PLLs employ an explicit oscillator with frequency control input. This isn't ideal because we really want the period, which is the inverse of frequency and to a first order proportional to capacitance. A DLL with cyclic or repeating output may be best here. Two axes for the left hand might be implemented with two Ls connected to two antennas with the output connected to two phase detectors, with the combined output controlling a single repeating delay-based stimulus. The phase error must be integrated to set the delay, and this provides a natural LPF output for the operating point, which could easily be LPF'ed more for use in synthesis.
=============
Also thinking about LC Q some. If Q is degraded then the resonant peak is broader and squatter, which makes resonance less selective and may let environment interference and the radiation of other axes in.

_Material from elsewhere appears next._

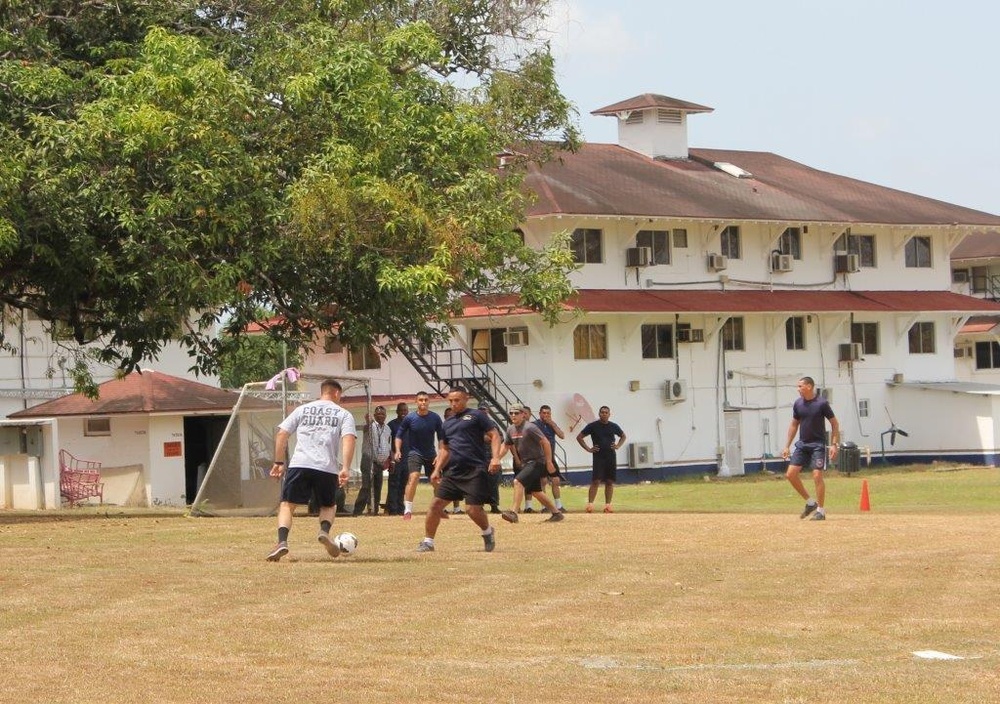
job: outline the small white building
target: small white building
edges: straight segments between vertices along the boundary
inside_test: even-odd
[[[525,242],[570,232],[580,264],[563,323],[470,301],[449,349],[396,341],[380,360],[328,344],[306,370],[363,373],[387,395],[463,383],[500,421],[515,400],[549,404],[581,474],[573,438],[607,405],[630,441],[624,481],[778,468],[804,375],[876,459],[884,446],[892,461],[995,463],[1000,387],[961,383],[954,350],[1000,304],[953,291],[951,256],[1000,217],[767,152],[689,148],[688,117],[709,111],[637,96],[595,111],[618,121],[618,144],[532,167]]]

In-phase stimulation & sense gives the best Q because the drive resistor can be made quite small (tens of K) but unfortunately the sense reverses phase just a bit below resonance. Above resonance it's fine though. Arrangements that rely on RC delay (Vackar?) kind of scare me because they don't naturally go right to the natural resonance point and so may require component value adjustments to get them right for a given antenna.